Including Informal Workers Within Social Protection Systems: Lessons from COVID-19
The first speaker, Laura Alfers spoke about how the informal economy encompasses a heterogeneous group of workers with different wage levels. They can also be divided into informal wage workers in the formal or informal sector, domestic workers, self-employed workers, among others. Part of this population, especially most of the low-income labor force, has no access to formal employment or social protection. Exploring the different characteristics of the groups that make up the informal worker population is key to creating effective social protection measures that can mitigate the inequality they currently face.
The pyramid graph below shows the heterogeneity of informal economy correlated with earnings.

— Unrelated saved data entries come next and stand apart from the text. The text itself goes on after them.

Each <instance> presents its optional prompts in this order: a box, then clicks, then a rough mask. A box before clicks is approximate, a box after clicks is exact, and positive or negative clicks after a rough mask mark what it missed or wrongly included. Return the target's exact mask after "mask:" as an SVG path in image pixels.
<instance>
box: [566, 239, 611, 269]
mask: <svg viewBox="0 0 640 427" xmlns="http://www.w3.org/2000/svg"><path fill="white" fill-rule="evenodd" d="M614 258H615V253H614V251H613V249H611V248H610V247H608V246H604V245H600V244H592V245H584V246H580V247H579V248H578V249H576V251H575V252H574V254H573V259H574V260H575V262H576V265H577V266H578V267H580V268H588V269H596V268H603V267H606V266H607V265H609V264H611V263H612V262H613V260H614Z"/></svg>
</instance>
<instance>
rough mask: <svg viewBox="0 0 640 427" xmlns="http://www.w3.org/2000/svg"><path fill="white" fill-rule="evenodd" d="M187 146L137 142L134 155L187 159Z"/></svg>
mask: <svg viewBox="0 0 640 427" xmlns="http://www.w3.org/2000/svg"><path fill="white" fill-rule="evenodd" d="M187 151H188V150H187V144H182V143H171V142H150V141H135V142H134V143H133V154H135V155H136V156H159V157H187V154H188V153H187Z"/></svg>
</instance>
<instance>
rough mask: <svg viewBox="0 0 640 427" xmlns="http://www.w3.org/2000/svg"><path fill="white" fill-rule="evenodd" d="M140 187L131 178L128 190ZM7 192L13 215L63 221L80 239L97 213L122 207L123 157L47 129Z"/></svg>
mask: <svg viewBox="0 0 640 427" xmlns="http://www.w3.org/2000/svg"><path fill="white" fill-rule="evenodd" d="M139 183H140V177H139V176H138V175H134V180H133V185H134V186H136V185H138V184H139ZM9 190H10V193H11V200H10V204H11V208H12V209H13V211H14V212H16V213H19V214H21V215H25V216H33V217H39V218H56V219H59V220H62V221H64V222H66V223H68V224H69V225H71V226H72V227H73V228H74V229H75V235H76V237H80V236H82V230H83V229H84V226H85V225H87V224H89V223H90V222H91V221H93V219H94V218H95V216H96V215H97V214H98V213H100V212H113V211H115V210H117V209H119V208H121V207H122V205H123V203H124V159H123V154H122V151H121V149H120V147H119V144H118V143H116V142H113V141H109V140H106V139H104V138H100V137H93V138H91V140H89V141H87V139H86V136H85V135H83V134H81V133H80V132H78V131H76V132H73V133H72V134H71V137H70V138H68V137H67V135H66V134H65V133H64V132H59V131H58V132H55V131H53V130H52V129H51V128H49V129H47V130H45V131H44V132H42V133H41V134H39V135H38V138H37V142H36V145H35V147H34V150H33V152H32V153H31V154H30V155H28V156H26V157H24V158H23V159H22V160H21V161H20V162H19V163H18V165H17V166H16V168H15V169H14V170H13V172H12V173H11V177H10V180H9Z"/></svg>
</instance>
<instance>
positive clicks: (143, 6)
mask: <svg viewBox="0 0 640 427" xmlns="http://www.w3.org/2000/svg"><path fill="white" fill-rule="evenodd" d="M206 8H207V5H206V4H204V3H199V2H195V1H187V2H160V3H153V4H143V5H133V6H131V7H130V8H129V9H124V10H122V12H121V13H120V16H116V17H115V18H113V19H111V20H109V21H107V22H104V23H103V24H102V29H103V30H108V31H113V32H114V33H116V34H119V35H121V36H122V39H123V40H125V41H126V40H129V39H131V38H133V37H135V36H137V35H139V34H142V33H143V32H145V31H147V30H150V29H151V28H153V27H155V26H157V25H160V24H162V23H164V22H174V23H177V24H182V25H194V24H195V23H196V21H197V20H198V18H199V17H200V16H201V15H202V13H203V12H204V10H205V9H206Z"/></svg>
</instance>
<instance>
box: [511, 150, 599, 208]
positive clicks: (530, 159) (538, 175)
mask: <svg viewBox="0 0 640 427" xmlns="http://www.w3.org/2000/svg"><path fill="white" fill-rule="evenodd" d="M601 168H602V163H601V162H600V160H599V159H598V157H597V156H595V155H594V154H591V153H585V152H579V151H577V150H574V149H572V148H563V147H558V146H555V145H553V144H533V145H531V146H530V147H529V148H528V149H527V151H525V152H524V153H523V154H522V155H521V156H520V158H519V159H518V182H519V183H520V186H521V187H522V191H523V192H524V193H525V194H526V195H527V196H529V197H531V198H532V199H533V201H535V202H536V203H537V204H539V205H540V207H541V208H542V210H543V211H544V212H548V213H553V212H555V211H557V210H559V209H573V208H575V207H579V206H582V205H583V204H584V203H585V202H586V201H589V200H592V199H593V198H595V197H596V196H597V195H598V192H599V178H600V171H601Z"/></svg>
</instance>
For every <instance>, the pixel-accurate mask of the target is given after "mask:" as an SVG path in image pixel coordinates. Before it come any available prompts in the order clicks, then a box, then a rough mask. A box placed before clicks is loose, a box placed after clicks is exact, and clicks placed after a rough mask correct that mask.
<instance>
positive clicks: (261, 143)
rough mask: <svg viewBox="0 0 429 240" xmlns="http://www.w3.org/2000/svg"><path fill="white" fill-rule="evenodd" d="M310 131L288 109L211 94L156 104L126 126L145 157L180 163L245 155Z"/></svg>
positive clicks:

Source: Webinar presentation
Social Protection for the Informal Economy
Melis Guven added to the discussion by presenting the results of the World Bank paper "Extending Pension Coverage to the Informal Sector in Africa". She explained that social protection played a key role in the response to COVID-19. Countries that had previously invested in social protection systems were able to respond better to the pandemic. Guven pointed out that the pandemic sparked innovation, but also highlighted gaps in resilience to shocks. After COVID-19, governments are more aware of the need to develop and implement new methods to extend social protection coverage to the informal economy. A progressive approach could be offering a voluntary savings scheme to informal workers to access services. Those savings schemes could be managed on digital platforms as she presents in the chart below:
Source: Webinar presentation
Long-term Saving Schemes in Rwanda
Regis Hitimana gave an example of a long-term savings scheme from Rwanda. Ejo Heza is a long-term savings scheme that targets the informal sector. It was initiated after the realisation that only 8% of the working population was covered by any social protection and the remaining 92% had no coverage. To mitigate this situation, the government established this scheme which is open to all Rwandans and foreigners living in Rwanda. According to Hitimana, this scheme is perceived as a great success.
Finally, Joanne Sharpe presented the findings from Thailand. She explained that in Thailand there have been voluntary social security schemes for informal workers since 2015. These existing schemes were key to Thailand’s response to COVID-19. In addition, the country has very high national identity coverage, and it is also a digitised system with electronic payments well accepted by the population. These systems are already in use to provide social assistance. In this context, Thailand's response reached about 30 million individuals in up to 80% of households. Informal workers received benefits, although there were some key categories of people who did not have access, particularly informal or illegal migrants who signed up for these schemes.
The webinar ended with a Q&A session that can be accessed here.
This was the fifth webinar in the "ASPects – Practice Exchange on ASP" series. These webinars are dedicated to bringing together practitioners, leading experts, and policy makers to share and exchange perspectives on Adaptive Social Protection (ASP). Each webinar within the series will focus on specific practically relevant aspects of one related ASP Building Block (Institutional arrangements and partnerships - Programs - Data and information - Finance). The series, organised by the GIZ Global Program Social Protection Innovation and Learning (SPIL) on behalf of the German Federal Ministry for Economic Cooperation and Development (BMZ) in cooperation with socialprotection.org and other partners, aims at informing the global public policy dialogue on building back better systems and better preparedness for future shocks.